Ja! "Rechtzeitig zur Einäscherung im Krematorium liegts in ihrem Sarg. Versprochen!" sagt George Broussard.


----------



## bail (5. November 2009)

Leute lästert nicht über den Duke ja!!
Das Spiel ist einfach unvergesslich!! ähnlich wie Quake 
Lets Rock..


----------



## riedochs (5. November 2009)

Ich glaub nicht daran das wir DNFE je in Haenden halten werden.


----------



## Invisible_XXI (5. November 2009)

hyperionical schrieb:


> Selbst wenn es jemals erscheint, wird ein Duke (wie das Orgi-Spiel) nach heutigen Maßstäben ein sehr schlechtes Spiel sein.



es wird hoffentlich - wie damals - ein actionspiel für erwachsene, auf sowas warte ich nämlich schon lange!! satte old-school-action und dazu ein bisschen nudity und coole sprüche. muss man denn so alt wie ich sein, um das cool zu finden?!
genau deswegen freu ich mich auch auf "the expendables" (kinofilm). endlich mal wieder old-school-action und nicht irgend ne übertriebene kinderkacke ala gi joe und co...


----------



## BigBubby (5. November 2009)

alt wie du? siehst aus wie 16 

serious sam hd dürfte zumindestens ein schwacher trost sein


----------



## Altair94 (5. November 2009)

Ich bin zwar keine 30+ aber ich finde, dass Duke der größte ist. Für das spiel lohnt es sich nochmal ne N64 zu kaufen.
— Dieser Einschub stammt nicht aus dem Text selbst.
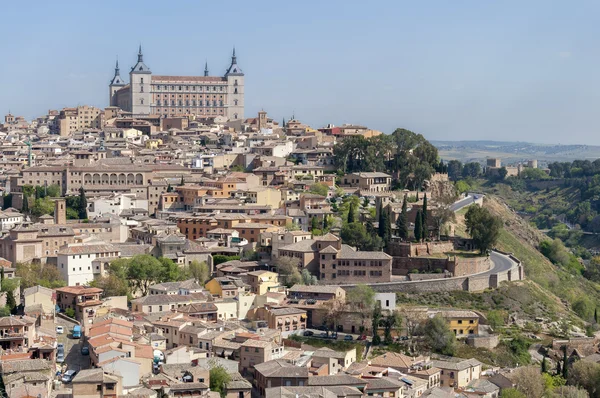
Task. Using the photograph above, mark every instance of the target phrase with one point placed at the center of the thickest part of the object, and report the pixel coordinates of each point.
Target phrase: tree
(568, 392)
(565, 364)
(424, 215)
(142, 271)
(39, 274)
(42, 206)
(483, 227)
(199, 271)
(454, 170)
(402, 221)
(512, 393)
(287, 268)
(495, 319)
(361, 299)
(529, 381)
(112, 285)
(586, 375)
(308, 278)
(472, 169)
(356, 234)
(376, 317)
(82, 204)
(418, 226)
(351, 213)
(335, 309)
(439, 336)
(219, 377)
(319, 188)
(502, 172)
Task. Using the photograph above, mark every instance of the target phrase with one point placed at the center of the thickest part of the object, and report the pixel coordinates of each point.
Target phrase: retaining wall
(473, 283)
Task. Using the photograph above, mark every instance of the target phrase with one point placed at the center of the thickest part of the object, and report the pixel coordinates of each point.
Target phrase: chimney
(60, 211)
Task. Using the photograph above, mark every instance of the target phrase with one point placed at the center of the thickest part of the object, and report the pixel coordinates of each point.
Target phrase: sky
(451, 70)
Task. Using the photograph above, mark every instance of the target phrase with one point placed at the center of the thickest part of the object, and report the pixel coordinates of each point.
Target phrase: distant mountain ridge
(514, 151)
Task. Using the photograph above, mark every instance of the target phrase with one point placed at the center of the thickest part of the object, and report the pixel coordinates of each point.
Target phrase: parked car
(69, 375)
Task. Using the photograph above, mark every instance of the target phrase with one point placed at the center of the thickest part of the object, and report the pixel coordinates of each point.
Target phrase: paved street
(73, 358)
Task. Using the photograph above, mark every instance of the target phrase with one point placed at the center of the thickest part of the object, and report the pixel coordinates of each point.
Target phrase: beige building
(458, 373)
(81, 118)
(169, 96)
(262, 282)
(254, 352)
(96, 383)
(370, 182)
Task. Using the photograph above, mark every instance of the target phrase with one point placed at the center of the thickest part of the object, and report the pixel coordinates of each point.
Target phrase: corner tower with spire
(115, 85)
(235, 89)
(140, 78)
(179, 96)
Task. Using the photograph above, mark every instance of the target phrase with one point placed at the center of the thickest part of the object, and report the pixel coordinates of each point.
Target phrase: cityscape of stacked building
(169, 245)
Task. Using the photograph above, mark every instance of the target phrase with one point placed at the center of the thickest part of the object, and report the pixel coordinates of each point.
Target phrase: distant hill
(513, 152)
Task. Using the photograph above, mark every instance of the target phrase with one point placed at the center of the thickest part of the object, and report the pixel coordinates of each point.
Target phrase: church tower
(235, 90)
(140, 79)
(115, 84)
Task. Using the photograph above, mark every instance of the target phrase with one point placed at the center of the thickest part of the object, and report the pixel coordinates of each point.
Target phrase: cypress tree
(401, 224)
(418, 226)
(82, 204)
(565, 364)
(544, 365)
(25, 207)
(425, 232)
(351, 216)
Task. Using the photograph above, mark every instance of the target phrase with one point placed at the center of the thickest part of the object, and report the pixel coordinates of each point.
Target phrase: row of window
(159, 87)
(191, 103)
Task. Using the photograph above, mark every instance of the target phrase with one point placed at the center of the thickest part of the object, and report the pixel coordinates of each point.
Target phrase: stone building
(204, 96)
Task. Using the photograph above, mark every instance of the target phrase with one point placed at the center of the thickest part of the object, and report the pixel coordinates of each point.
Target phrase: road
(467, 201)
(501, 263)
(73, 358)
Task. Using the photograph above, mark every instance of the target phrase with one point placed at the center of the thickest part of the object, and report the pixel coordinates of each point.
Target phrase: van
(77, 332)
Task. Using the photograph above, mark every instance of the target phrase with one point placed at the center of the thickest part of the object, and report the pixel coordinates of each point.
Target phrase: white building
(387, 300)
(76, 265)
(9, 218)
(116, 204)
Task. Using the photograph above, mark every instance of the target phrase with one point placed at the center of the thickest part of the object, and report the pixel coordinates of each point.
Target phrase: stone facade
(170, 96)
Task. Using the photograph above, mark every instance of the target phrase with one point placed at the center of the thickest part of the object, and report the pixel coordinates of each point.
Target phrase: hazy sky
(505, 70)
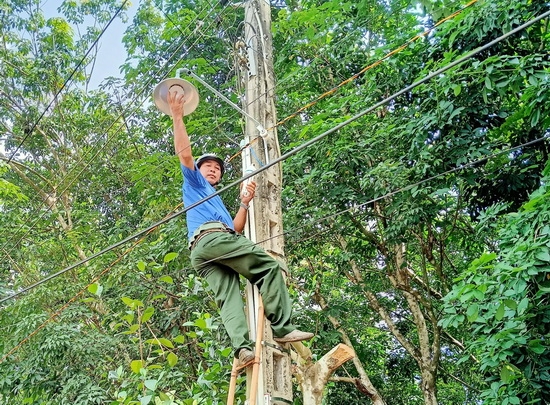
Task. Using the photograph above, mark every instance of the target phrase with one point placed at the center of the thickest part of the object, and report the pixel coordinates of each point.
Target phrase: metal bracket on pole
(261, 129)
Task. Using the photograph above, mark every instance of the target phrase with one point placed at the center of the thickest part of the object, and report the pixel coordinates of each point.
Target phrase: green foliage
(503, 298)
(96, 169)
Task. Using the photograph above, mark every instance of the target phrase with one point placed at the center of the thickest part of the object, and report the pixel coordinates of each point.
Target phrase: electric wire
(355, 76)
(67, 81)
(72, 299)
(294, 151)
(285, 233)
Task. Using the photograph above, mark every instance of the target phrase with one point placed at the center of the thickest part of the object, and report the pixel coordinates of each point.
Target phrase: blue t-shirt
(195, 188)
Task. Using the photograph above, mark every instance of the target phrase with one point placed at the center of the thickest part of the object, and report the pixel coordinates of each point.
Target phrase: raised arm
(182, 144)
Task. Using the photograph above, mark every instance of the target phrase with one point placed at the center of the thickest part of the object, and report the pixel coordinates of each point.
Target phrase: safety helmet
(211, 156)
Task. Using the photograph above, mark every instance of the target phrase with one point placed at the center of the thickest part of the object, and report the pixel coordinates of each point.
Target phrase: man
(220, 253)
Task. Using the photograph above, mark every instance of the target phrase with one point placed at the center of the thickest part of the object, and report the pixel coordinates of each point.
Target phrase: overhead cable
(30, 131)
(83, 168)
(290, 153)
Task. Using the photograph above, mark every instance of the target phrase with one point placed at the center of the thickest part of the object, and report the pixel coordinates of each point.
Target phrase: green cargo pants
(220, 257)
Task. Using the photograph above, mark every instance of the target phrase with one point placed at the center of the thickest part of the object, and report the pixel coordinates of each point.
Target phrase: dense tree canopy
(417, 234)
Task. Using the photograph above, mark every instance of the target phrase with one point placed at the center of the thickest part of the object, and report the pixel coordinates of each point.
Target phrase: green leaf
(167, 279)
(500, 312)
(96, 289)
(136, 366)
(147, 314)
(457, 89)
(172, 359)
(543, 255)
(472, 312)
(179, 339)
(151, 384)
(170, 256)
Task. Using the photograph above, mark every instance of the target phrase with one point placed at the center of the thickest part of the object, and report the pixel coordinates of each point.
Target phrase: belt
(205, 229)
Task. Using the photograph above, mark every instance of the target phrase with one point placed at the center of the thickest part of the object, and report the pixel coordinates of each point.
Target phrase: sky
(111, 52)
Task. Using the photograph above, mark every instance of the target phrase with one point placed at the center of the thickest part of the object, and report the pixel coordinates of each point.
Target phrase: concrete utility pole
(255, 63)
(274, 385)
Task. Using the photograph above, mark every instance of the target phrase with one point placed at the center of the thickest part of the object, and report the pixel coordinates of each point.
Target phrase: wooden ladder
(235, 371)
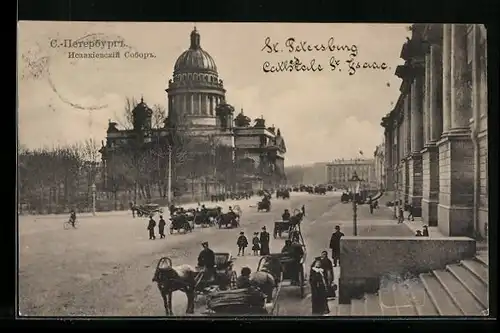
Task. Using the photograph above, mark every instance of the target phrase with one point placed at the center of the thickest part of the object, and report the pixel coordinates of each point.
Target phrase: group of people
(152, 225)
(260, 243)
(321, 276)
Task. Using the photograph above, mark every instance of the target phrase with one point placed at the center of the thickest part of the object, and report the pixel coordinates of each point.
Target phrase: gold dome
(195, 59)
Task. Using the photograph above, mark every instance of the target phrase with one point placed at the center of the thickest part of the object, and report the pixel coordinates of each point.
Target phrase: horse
(175, 278)
(268, 276)
(230, 218)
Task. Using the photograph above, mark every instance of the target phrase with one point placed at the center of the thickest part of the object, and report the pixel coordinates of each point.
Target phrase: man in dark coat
(335, 245)
(243, 281)
(242, 243)
(151, 227)
(327, 266)
(161, 227)
(264, 242)
(206, 261)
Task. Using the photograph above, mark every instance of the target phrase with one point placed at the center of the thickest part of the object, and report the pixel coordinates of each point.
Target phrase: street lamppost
(355, 181)
(93, 198)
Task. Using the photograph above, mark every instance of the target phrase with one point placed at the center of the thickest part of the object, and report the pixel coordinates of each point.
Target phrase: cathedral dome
(195, 59)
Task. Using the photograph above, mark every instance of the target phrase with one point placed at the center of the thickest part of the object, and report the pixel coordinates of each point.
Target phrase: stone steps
(459, 289)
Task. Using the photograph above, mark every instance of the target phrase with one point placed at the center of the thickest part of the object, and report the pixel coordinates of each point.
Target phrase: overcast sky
(322, 115)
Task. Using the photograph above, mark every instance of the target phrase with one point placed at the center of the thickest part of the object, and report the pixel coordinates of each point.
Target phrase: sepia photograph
(217, 169)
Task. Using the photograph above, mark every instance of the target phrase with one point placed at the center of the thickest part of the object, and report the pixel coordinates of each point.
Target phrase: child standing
(256, 243)
(242, 243)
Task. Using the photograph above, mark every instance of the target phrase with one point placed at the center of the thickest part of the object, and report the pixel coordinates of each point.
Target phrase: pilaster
(415, 178)
(456, 183)
(430, 184)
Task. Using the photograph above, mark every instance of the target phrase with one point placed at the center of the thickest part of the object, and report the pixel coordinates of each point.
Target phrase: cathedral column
(415, 165)
(191, 103)
(407, 110)
(170, 106)
(200, 104)
(427, 104)
(430, 156)
(203, 104)
(207, 104)
(446, 59)
(456, 150)
(185, 107)
(461, 110)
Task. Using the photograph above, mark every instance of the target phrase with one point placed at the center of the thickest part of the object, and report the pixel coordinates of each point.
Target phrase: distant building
(340, 171)
(379, 156)
(225, 153)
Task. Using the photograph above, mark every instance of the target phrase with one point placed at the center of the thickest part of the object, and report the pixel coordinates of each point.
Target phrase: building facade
(219, 147)
(379, 163)
(436, 136)
(340, 171)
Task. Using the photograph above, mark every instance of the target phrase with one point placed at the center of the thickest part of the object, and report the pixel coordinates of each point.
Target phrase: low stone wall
(365, 260)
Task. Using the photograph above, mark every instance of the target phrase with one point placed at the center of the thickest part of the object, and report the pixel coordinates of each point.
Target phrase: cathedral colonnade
(436, 136)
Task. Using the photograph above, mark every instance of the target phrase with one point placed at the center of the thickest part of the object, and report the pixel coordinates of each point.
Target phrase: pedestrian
(319, 291)
(410, 212)
(401, 217)
(243, 281)
(161, 227)
(335, 245)
(264, 242)
(256, 243)
(151, 227)
(132, 208)
(242, 243)
(327, 266)
(425, 232)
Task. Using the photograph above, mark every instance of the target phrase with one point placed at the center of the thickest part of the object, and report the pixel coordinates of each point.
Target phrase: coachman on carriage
(264, 204)
(283, 193)
(180, 221)
(193, 280)
(288, 223)
(292, 263)
(230, 219)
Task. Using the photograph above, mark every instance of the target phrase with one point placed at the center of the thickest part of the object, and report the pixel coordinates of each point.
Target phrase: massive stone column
(191, 103)
(200, 104)
(430, 158)
(456, 150)
(388, 159)
(446, 57)
(408, 122)
(415, 165)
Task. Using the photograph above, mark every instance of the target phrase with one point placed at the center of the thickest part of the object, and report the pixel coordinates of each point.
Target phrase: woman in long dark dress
(319, 291)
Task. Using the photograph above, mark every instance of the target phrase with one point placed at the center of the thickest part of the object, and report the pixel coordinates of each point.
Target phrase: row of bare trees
(50, 179)
(54, 179)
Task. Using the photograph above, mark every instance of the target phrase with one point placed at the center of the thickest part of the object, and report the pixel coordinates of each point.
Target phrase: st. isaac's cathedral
(218, 152)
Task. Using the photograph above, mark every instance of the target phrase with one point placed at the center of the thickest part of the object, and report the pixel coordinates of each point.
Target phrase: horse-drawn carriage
(283, 193)
(264, 205)
(288, 226)
(245, 301)
(320, 190)
(147, 209)
(192, 281)
(230, 219)
(292, 267)
(180, 221)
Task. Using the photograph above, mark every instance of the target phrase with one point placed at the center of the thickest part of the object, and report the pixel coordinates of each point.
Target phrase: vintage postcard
(252, 169)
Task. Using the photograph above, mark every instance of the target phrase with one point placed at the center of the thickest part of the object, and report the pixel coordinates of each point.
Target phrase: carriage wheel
(301, 282)
(233, 278)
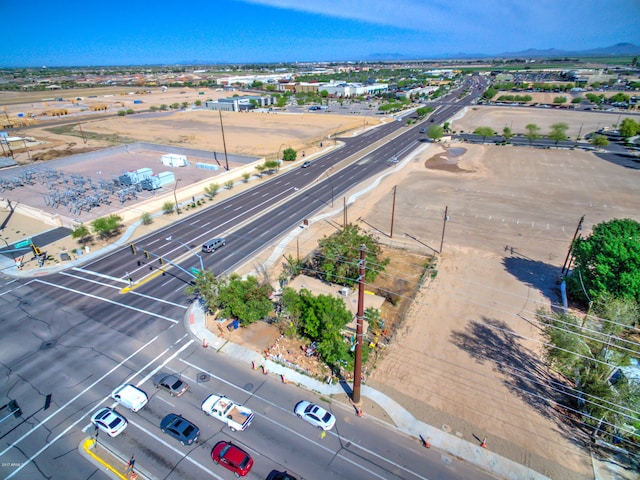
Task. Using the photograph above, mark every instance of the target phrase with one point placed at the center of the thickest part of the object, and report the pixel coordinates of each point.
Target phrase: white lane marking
(64, 432)
(319, 445)
(165, 401)
(179, 452)
(108, 301)
(79, 395)
(101, 275)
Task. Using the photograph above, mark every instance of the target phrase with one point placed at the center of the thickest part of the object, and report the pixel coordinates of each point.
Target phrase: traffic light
(15, 409)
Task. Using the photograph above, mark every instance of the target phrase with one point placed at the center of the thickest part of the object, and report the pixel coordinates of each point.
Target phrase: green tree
(146, 218)
(289, 154)
(558, 132)
(599, 141)
(81, 233)
(211, 190)
(435, 132)
(629, 128)
(168, 207)
(338, 256)
(106, 227)
(205, 286)
(533, 132)
(607, 262)
(484, 132)
(507, 133)
(247, 300)
(587, 352)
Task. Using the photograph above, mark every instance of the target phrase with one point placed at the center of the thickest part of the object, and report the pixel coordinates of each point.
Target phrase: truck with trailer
(237, 417)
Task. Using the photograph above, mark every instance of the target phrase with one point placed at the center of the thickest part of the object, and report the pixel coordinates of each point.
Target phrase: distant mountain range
(619, 49)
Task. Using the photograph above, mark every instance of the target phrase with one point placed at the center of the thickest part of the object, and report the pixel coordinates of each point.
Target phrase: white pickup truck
(227, 411)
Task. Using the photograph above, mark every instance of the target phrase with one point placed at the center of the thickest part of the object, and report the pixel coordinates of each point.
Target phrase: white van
(213, 244)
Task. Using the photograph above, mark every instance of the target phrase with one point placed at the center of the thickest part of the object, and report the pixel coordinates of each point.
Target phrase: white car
(130, 396)
(315, 415)
(109, 421)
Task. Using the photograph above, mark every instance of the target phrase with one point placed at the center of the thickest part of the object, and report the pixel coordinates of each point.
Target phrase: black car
(180, 428)
(276, 475)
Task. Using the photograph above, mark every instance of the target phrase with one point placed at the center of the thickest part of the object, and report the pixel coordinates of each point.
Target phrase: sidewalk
(404, 421)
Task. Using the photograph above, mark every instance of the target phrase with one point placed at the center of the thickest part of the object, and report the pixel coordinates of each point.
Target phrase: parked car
(170, 383)
(276, 475)
(130, 396)
(109, 421)
(232, 457)
(180, 428)
(315, 415)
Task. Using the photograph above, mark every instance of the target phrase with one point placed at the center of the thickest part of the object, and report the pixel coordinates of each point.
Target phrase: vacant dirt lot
(466, 357)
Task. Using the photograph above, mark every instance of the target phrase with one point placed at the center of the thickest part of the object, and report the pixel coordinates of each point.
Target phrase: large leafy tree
(588, 352)
(338, 257)
(607, 262)
(106, 227)
(558, 132)
(629, 127)
(247, 300)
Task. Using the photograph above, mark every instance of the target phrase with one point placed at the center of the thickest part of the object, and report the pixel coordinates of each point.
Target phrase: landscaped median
(108, 461)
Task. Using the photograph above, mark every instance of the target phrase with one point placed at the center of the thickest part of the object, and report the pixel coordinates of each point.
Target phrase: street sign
(24, 243)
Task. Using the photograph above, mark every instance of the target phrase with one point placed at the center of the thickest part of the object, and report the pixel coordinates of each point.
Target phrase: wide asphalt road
(80, 333)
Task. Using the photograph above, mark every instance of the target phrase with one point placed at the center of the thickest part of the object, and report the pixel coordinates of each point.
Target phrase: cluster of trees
(590, 351)
(320, 318)
(104, 227)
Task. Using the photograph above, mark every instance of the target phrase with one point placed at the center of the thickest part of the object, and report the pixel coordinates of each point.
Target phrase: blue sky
(134, 32)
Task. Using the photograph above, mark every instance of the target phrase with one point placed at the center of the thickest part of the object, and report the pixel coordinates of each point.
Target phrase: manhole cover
(48, 344)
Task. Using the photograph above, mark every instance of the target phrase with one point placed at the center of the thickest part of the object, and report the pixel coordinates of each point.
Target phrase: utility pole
(444, 224)
(224, 143)
(393, 209)
(357, 364)
(566, 260)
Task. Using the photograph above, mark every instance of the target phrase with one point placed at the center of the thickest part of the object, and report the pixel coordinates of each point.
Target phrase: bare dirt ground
(466, 357)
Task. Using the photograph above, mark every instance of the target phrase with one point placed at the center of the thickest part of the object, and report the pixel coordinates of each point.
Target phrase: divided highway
(77, 334)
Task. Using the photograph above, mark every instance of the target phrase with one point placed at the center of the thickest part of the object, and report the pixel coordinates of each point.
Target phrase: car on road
(170, 383)
(109, 421)
(130, 396)
(180, 428)
(232, 457)
(276, 475)
(315, 415)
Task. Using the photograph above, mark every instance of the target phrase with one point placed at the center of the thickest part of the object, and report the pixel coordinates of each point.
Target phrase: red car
(232, 457)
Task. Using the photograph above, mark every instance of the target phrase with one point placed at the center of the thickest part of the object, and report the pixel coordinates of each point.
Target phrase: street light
(175, 197)
(170, 239)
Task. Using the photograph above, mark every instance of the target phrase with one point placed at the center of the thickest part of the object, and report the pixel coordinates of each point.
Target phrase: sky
(134, 32)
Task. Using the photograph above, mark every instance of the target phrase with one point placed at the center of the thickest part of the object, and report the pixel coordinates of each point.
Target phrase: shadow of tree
(492, 341)
(539, 275)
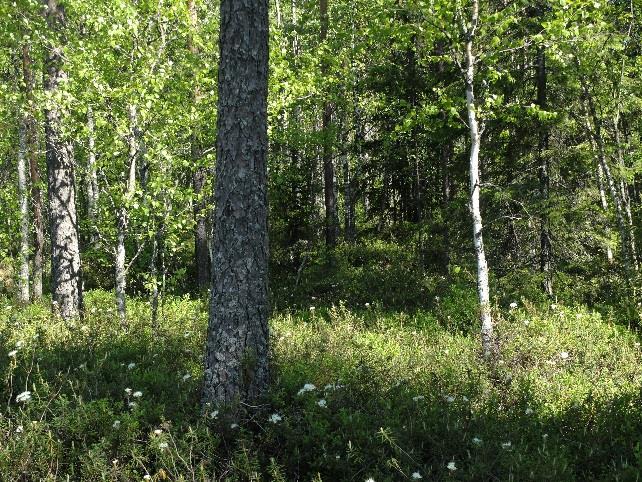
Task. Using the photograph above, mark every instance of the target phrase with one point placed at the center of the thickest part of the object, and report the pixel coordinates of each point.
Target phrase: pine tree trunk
(475, 187)
(23, 200)
(236, 361)
(329, 189)
(66, 284)
(34, 174)
(546, 250)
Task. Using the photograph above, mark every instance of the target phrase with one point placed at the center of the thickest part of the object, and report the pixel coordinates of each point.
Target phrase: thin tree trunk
(123, 218)
(23, 199)
(329, 190)
(236, 361)
(201, 254)
(66, 278)
(605, 207)
(92, 175)
(475, 187)
(546, 250)
(34, 174)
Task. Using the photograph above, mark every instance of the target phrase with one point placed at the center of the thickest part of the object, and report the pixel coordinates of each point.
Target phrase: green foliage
(393, 394)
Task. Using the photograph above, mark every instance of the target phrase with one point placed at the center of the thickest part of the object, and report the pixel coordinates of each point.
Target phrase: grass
(395, 394)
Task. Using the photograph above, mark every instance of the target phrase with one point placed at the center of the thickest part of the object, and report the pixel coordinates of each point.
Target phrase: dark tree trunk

Do you wanna dance.. shake it Baby!!


----------



## Bigdaddy203 (5. November 2009)

Altair94 schrieb:


> Für das spiel lohnt es sich nochmal ne N64 zu kaufen.


Da gebe ich dir vollkommen Recht!
Auf dem N64 war der Duke infach nur Genial und es würde sich Heute noch lohnen surchzuspielen.
Das Flair ist doch mehr als Cool.


----------



## Falb (6. November 2009)

*Hail to the King, baby ! *



Auch wenn ich zu 98% davon ausgehe, dass der Duke unter der karibischen Sonne liegt und seinen Ruhestand genießt, so klammert man sich ja gern an die verbliebenen 2% und hofft, dass es ein weiteres abgefahrenes Ballerfest mit ihm geben wird. 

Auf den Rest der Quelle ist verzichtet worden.